I agree that your point has merit. It's difficult to work out where the middle ground is, or whether "billionaires get to choose who sees their day in court" is better or worse than "poor people don't get their day in court" (they feel similar).

At the least, it would be good if those funding these cases had to make that fact public - Thiel only admitted that he was funding Hogan's case after journalists uncovered it. If he was campaigning on the side of truth and righteousness I can't see any reason why he wouldn't say as much (like the ACLU does).

Gawker didn't go after the average person, they very specifically went after a billionaire, Peter Thiel.

Then after that, Hulk Hogan filed a lawsuit because he got caught saying super racist things against African Americans on tape and Thiel secretly funds that lawsuit.

Does this make Thiel, by extension, somewhat racist considering he clearly had no qualms funding this lawsuit?[1] He's also a well-known Trump supporter, go figure lol

Call me crazy, but this seems very counter to where Silicon Valley wants to be and Silicon Valley values.

He's also considered a pretty well-known VC in the area. It's not hard to figure out why SV has so many diversity problems, when you have people like Thiel hailed as their leader.

[1]https://www.theguardian.com/media/2016/may/03/hulk-hogan-sue...

> Hulk Hogan filed a lawsuit because he got caught saying super racist things against African Americans on tape

I thought the Hulkster sued because Gawker published a movie of him having sex with his friend's wife, filmed by his friend without Hogan's knowledge

They're the same tape.

Whether Hogan sued primarily because of privacy invasion or because it's published evidence of him being racist is something only he can know, really.

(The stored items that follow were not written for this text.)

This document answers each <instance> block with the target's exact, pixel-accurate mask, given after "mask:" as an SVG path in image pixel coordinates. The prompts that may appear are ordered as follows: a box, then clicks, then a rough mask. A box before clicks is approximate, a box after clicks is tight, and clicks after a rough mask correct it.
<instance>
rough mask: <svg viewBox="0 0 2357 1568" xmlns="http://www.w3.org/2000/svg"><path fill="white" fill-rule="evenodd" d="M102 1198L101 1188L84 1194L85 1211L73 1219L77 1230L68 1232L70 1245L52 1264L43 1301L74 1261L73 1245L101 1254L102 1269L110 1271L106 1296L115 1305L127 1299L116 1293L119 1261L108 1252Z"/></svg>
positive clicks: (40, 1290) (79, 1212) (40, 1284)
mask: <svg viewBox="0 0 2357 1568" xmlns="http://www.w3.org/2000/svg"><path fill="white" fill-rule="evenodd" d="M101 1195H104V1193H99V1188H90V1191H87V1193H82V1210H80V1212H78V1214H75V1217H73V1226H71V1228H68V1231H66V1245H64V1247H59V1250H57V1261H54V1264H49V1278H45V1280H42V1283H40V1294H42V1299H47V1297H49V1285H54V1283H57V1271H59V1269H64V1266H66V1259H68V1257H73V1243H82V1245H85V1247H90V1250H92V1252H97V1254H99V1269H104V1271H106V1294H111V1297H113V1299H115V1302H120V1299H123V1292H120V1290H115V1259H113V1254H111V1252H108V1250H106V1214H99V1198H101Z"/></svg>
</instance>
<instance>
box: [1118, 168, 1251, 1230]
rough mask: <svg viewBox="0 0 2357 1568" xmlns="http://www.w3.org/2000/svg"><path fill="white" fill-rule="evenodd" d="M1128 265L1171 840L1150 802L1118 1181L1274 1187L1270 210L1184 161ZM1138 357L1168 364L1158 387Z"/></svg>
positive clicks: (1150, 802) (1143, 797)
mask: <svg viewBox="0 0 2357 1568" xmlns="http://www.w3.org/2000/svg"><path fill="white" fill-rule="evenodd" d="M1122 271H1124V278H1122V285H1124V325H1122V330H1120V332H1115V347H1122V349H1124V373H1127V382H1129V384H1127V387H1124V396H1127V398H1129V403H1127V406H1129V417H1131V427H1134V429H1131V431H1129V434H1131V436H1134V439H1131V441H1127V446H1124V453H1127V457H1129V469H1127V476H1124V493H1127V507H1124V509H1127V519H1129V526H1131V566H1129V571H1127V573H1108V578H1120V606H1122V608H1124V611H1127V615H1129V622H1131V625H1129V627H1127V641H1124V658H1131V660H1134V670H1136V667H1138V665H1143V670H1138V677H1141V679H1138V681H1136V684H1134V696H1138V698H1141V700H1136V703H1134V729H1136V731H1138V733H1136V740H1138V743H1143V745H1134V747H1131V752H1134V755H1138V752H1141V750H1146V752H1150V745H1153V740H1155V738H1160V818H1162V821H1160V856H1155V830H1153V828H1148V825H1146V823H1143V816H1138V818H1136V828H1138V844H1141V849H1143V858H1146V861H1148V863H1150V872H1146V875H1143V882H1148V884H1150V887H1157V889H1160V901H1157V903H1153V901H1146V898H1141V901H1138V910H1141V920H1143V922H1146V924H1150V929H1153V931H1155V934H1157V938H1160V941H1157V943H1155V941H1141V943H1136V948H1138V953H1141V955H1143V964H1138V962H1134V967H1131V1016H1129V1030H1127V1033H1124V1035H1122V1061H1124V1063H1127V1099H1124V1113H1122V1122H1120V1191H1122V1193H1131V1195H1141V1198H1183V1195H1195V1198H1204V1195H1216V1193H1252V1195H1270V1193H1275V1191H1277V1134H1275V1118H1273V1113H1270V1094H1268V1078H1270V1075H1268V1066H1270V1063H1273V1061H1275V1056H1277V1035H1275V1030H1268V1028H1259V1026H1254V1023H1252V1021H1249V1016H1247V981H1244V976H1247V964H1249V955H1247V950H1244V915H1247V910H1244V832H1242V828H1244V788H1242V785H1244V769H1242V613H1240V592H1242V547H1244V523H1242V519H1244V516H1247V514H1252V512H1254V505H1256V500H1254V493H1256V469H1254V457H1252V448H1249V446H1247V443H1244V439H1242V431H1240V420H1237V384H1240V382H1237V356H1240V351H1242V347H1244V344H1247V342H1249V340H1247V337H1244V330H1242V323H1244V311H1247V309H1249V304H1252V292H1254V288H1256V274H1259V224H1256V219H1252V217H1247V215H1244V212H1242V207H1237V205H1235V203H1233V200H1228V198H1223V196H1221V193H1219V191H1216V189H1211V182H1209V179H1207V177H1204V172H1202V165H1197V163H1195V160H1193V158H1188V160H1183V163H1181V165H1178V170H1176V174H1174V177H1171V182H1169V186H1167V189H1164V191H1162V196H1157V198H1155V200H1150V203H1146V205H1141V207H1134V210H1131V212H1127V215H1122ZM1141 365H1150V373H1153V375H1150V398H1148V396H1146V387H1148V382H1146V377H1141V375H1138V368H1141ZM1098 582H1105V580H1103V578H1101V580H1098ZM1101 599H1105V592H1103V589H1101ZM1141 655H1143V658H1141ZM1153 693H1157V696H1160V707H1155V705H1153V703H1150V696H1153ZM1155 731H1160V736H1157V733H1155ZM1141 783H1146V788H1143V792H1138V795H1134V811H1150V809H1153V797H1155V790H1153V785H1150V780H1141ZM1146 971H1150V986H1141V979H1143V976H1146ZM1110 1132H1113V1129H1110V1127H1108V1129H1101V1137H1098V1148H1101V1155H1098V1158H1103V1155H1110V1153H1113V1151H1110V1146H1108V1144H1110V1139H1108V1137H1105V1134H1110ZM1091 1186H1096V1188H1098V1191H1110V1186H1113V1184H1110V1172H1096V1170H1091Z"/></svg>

I am not from your tech utopia, but i get the feeling that your so called "values" are more to blame for the wealth disparity than any single actor, regardless of their net worth. Assuming you live in SV, you are the folks that moved there, get paid obscene money to wrangle 1s and 0s, drive up the property value, and demand changes to the community to suit your tastes. When you were boarding your chartered bus to get you safely to the Green Zone, did you think you were part of the solution? I can think of 1 famous conservative VC (not my world so there are presumably more) and maybe 2 companies that make some claim to be, or are labeled as, conservative. The vast majority of the SV tech crowd and companies are liberals, and your Bernie T-shirt doesn't make you an "ally". Be honest with yourself: SV companies generate spam email, dump tons of thermal excess into the environment, and gentrify neighborhoods. Acting like you are somehow a different breed, and not a parasitic community (i know that term seems negative or besmirching but i mean it in its purely biological form), is something no one else is falling for. I realize this is an emotional rant that brushes with broad strokes, but i am pretty tired of West Coast folks acting like everything was fine before Trump and conservatives are backwards racists incapable of espousing compassion or modernity. That isn't an excuse, it is an explanation.